Do Robots Dream of Electric Laws? An Experiment in Law as Algorithm

Document Type

Book Chapter

Publication Date

2016

Editor(s)

Ryan Calo, A. Michael Froomkin, & Ian Kerr

ISBN

9781783476732

Publisher

Edward Elgar Pub. Ltd.

Language

en-US

Abstract

Due to recent advances in computerized analysis and robotics, automated law enforcement has become technically feasible. Unfortunately, laws were not created with automated enforcement in mind and even seemingly simple laws have subtle features that require programmers to make assumptions when encoding them. We demonstrate this ambiguity with an experiment where a group of 52 programmers was assigned the task of automating traffic speed limit enforcement. A late-model vehicle was equipped with a sensor that collected actual vehicle speed over a one-hour commute. Each programmer (without collaboration) wrote a program that computed the number of speed limit violations and issued mock tickets. Despite quantitative data for both vehicle speed and the speed limit, the number of tickets issued varied from none to one per sensor sample above the speed limit.

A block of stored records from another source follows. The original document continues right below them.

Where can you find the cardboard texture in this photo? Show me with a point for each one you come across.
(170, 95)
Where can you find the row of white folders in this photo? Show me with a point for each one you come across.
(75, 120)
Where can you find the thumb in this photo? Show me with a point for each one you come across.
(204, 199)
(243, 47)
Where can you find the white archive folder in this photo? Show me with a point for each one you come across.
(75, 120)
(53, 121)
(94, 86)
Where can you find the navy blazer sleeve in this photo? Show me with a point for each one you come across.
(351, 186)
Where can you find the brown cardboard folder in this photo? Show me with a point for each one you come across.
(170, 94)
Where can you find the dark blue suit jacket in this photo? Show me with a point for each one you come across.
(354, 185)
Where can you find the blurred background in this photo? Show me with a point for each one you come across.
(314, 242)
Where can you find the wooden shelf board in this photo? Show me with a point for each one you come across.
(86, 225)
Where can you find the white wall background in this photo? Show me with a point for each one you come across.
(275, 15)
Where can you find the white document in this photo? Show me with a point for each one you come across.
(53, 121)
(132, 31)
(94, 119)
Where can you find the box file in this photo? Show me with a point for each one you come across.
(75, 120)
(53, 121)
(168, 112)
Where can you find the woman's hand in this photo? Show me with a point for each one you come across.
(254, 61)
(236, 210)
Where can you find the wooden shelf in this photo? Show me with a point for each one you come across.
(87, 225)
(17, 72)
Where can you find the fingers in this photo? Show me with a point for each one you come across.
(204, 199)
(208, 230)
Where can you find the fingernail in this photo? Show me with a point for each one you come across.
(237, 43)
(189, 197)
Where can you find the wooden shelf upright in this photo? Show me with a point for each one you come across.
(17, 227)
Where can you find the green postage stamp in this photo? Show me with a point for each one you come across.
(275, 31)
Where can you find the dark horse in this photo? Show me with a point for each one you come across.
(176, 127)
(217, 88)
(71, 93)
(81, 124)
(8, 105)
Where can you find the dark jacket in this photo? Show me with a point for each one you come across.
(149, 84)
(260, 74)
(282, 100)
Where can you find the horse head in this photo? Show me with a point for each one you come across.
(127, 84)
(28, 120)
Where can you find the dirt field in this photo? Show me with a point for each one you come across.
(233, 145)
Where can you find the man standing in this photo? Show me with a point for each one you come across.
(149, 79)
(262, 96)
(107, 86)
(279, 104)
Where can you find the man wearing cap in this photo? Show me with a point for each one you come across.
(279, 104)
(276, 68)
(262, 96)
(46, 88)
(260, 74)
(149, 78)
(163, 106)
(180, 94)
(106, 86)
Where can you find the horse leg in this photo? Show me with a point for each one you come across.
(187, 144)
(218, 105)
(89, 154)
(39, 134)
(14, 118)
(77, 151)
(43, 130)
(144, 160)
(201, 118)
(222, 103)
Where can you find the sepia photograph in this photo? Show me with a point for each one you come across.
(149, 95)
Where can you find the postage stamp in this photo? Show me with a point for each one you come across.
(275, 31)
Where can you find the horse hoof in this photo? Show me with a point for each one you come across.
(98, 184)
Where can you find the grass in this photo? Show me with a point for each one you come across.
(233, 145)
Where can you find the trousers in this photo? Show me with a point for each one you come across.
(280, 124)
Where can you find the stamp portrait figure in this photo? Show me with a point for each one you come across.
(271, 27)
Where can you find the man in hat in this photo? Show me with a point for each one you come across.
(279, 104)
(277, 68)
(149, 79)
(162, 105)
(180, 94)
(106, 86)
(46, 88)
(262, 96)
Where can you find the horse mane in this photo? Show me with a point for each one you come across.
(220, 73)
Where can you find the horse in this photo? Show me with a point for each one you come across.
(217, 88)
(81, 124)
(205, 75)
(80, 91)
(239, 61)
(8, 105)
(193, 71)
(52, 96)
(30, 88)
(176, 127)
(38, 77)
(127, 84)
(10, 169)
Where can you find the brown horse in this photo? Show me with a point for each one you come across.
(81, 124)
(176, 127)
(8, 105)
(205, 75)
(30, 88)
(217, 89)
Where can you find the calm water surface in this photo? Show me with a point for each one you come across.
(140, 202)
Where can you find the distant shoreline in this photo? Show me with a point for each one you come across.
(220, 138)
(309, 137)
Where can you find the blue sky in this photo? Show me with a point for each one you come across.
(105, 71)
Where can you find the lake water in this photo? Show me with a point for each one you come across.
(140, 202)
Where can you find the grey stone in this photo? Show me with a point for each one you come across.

Our results from the experiment highlight the significant deviation in number and type of citations issued, based on legal interpretations and assumptions made by programmers without legal training. These deviations were mitigated, but not eliminated, in one sub-group that was provided with a legally reviewed software design specification, providing insight into ways to automate the law in the future. Automation of legal reasoning seems to be the most effective in contexts where legal conclusions are predictable because little room exists for choice in a given model; that is, they are determinable. Yet this experiment demonstrates that even relatively narrow and straightforward “rules” are problematically indeterminate in practice.